Impacto da Dieta Mediterrânica na sustentabilidade
Os alimentos de origem vegetal e de época, produzidos localmente, assim como as práticas agrícolas que maximizam o uso de recursos, contribuem para uma baixa pegada ecológica e maior sustentabilidade ambiental.
A associação entre a produção e a transformação de produtos numa mesma região é também um contributo para a sustentabilidade social e económica das diferentes regiões.
Em populações rurais e agrícolas, tem ainda a vantagem de contribuir para maior valorização e capacitação das mulheres. As mulheres têm aqui um papel particularmente importante, e muitas vezes sub-valorizado, pois estão ligadas a atividades agrícolas e são as principais responsáveis pela seleção e preparação dos alimentos.
O desconhecimento da Dieta Mediterrânica
Apesar das vantagens da Dieta Mediterrânica e dela fazer parte da nossa identidade, a verdade é que nos estamos a afastar cada vez mais deste padrão alimentar.
Dados da DGS, de 2020, mostram que ainda há um número elevado de pessoas que desconhece a Dieta Mediterrânica e que, possivelmente a associa a um tipo de regime alimentar de restrição. Mais preocupante ainda é o fato de ser nos jovens adultos que a escolha da Dieta Mediterrânica mais diminui.
Certamente que as rotinas laborais, o menor tempo para a preparação e confeção de alimentos, juntamente com a perda de algumas competências culinárias e menor tempo dedicado pelas famílias à cozinha são fatores a considerar na degradação nos padrões alimentares.

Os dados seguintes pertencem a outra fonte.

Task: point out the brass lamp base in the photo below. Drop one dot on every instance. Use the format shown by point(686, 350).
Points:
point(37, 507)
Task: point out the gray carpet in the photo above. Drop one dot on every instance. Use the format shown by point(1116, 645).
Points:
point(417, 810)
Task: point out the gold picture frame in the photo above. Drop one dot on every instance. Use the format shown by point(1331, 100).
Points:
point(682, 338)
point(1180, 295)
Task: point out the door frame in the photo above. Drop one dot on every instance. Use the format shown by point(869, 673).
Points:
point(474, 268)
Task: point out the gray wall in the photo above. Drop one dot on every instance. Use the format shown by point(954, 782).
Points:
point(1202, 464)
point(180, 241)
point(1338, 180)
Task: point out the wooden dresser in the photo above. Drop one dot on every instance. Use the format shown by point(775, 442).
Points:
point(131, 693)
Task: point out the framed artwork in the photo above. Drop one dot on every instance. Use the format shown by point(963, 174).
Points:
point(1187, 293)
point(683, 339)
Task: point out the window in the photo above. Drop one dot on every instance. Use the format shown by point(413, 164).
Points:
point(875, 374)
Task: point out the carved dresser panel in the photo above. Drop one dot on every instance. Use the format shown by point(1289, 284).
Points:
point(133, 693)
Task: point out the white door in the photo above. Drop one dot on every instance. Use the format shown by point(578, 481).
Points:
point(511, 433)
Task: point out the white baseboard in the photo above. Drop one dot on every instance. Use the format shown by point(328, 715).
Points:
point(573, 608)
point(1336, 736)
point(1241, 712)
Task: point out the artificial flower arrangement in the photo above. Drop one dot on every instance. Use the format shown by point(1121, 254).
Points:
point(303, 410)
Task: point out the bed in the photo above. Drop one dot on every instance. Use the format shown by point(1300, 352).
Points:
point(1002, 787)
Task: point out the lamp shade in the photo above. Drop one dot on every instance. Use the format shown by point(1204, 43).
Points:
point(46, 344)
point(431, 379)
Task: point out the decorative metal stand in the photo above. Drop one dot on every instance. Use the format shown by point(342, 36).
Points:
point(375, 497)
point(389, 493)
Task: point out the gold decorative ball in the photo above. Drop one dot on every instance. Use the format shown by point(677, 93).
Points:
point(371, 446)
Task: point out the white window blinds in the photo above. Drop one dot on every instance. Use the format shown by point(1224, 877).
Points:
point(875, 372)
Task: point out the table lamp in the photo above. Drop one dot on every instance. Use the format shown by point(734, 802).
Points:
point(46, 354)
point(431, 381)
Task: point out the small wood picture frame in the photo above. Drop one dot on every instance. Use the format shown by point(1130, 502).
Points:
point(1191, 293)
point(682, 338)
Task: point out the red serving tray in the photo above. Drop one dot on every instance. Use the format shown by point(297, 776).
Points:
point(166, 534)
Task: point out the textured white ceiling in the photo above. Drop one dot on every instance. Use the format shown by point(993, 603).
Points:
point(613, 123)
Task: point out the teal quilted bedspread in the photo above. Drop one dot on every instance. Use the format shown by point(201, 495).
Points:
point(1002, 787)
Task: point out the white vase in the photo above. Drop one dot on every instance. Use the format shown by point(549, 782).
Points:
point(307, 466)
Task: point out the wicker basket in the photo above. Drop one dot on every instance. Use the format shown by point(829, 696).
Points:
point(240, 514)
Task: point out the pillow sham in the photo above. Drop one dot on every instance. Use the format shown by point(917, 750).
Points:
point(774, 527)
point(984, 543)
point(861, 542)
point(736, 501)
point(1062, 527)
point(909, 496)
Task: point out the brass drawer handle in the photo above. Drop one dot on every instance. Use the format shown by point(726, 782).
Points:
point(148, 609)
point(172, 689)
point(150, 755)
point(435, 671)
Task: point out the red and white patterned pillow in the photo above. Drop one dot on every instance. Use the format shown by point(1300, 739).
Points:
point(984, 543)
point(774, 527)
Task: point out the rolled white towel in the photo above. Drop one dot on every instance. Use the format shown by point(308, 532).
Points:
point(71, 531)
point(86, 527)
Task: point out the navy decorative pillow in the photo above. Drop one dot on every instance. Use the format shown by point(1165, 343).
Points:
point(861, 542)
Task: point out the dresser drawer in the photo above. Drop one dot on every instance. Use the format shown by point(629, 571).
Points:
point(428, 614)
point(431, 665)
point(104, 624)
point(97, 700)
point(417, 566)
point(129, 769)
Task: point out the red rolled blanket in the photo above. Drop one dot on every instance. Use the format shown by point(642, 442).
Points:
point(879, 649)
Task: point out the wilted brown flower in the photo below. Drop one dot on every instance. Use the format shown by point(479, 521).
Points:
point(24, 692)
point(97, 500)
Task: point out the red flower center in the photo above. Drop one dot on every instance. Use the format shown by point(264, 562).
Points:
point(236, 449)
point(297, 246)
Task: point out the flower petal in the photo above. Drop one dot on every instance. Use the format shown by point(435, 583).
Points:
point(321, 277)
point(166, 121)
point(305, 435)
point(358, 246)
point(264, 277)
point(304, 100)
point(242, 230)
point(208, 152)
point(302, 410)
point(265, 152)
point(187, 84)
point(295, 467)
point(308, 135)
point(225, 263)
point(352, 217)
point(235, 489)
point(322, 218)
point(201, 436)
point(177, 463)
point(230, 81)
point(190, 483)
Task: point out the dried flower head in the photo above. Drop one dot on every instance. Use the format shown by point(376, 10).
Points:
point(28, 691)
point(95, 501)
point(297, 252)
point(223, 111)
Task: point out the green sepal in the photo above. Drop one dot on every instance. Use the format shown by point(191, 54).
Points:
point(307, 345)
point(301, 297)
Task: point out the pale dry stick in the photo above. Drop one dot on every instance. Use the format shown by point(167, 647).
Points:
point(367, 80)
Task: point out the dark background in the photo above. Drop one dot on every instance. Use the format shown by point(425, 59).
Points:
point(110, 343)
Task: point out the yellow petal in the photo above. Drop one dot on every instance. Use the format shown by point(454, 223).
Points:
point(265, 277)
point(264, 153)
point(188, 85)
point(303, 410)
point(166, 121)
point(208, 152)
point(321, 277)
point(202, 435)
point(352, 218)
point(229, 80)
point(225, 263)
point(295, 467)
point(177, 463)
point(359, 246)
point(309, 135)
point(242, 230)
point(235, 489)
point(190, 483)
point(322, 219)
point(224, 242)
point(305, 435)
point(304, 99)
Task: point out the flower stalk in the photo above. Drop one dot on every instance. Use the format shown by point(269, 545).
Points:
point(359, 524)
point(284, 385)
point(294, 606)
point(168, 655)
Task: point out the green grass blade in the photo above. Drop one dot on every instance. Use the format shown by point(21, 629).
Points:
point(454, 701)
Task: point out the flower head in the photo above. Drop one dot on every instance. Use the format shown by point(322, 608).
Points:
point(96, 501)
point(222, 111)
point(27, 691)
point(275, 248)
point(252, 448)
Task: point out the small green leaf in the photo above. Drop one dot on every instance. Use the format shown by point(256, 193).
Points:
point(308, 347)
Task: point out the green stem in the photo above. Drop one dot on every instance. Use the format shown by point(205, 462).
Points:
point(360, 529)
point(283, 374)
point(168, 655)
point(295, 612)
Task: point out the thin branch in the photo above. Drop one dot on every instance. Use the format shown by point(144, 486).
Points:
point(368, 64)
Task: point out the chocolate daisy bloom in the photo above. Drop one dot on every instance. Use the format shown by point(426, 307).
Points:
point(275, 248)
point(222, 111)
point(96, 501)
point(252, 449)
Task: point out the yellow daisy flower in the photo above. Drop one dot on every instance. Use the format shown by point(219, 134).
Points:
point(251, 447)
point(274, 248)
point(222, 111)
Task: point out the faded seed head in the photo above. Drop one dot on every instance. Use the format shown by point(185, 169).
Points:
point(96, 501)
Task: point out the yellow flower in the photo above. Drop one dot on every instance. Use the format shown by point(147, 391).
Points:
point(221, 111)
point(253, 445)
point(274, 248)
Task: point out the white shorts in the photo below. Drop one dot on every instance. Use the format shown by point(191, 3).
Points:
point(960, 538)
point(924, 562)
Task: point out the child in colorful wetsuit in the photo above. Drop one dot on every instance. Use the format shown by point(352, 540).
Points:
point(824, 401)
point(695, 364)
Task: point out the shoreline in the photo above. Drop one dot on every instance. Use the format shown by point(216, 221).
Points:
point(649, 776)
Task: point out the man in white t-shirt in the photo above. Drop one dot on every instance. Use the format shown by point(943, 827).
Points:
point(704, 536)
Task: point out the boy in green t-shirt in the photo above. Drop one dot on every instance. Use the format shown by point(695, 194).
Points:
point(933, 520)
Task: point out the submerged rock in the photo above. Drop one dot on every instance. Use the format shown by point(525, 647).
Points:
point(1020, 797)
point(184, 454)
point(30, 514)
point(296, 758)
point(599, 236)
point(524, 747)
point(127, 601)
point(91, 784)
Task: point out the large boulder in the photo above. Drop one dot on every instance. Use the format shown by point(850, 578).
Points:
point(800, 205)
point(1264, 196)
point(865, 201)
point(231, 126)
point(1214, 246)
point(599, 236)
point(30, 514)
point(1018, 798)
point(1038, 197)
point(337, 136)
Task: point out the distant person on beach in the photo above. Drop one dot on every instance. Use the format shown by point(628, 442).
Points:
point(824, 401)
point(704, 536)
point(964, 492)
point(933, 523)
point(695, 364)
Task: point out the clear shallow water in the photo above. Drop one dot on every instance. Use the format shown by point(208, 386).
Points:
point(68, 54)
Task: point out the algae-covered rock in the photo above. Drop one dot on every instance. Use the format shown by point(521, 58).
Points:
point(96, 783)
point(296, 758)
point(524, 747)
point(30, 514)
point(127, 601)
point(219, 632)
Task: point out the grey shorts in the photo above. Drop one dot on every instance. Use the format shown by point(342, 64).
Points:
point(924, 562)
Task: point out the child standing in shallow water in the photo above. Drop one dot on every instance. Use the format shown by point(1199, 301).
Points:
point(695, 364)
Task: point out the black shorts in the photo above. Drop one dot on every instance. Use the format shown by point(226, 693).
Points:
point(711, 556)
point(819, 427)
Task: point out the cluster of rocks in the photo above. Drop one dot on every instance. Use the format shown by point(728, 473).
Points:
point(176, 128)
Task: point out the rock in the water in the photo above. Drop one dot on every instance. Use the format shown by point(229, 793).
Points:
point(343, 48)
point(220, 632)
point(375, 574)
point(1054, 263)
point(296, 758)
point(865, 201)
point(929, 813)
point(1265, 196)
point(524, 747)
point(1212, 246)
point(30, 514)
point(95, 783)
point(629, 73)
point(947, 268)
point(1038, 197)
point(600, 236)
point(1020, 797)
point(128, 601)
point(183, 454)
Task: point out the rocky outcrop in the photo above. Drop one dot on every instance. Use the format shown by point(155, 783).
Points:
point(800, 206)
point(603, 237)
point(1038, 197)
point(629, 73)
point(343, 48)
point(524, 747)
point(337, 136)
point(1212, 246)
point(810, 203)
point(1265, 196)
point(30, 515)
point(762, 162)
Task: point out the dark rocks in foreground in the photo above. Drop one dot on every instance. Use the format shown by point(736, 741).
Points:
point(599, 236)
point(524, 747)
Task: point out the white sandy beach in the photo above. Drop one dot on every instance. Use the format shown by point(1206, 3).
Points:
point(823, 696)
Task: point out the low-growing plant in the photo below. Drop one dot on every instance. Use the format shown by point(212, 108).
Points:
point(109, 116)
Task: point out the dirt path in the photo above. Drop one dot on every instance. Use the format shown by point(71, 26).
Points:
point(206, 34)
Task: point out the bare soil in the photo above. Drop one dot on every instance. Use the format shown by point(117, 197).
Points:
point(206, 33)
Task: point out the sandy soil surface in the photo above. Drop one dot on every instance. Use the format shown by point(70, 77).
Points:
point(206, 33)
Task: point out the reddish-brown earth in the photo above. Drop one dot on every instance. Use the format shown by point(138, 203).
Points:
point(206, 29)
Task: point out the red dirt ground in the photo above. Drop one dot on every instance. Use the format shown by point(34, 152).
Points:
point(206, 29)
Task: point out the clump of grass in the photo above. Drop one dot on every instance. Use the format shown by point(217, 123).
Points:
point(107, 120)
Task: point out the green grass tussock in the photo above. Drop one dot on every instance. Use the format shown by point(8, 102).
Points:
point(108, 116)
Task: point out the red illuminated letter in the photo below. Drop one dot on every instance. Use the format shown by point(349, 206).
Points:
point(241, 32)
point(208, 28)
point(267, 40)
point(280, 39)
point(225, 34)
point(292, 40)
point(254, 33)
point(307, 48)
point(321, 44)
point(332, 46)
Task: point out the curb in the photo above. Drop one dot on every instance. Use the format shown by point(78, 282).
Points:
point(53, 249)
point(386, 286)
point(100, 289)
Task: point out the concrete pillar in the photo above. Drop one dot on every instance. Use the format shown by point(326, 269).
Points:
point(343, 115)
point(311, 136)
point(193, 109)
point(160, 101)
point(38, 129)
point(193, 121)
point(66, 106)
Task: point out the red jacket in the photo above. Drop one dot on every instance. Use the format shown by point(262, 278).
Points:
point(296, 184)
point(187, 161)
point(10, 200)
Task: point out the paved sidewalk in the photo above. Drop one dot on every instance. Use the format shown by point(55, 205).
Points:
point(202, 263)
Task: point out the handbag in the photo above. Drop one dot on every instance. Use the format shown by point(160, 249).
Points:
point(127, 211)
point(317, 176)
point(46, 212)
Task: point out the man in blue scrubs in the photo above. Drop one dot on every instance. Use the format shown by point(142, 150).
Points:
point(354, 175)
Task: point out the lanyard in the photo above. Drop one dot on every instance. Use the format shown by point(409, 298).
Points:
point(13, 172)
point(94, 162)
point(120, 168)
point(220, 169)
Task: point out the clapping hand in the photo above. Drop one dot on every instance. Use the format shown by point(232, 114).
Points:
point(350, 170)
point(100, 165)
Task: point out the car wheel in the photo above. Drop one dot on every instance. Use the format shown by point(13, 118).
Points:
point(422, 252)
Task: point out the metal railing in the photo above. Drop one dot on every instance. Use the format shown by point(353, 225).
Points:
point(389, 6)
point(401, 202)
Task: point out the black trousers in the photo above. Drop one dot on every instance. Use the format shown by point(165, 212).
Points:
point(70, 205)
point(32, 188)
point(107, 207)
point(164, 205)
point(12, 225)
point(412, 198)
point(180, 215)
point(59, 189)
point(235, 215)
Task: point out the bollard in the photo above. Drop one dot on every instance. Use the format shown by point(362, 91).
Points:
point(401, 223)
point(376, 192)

A Dieta Mediterrânica e o futuro
Há a necessidade de salvaguardar a Dieta Mediterrânica, de repensar estratégias para aproximá-la da sociedade de hoje e, em simultâneo, aproveitar melhor os ensinamentos alimentares dos nossos pais e avós.
Neste contexto de alterações climáticas, aderir à Dieta Mediterrânica é o grande contributo que podemos dar à saúde humana, ao planeta e à sustentabilidade económica e social.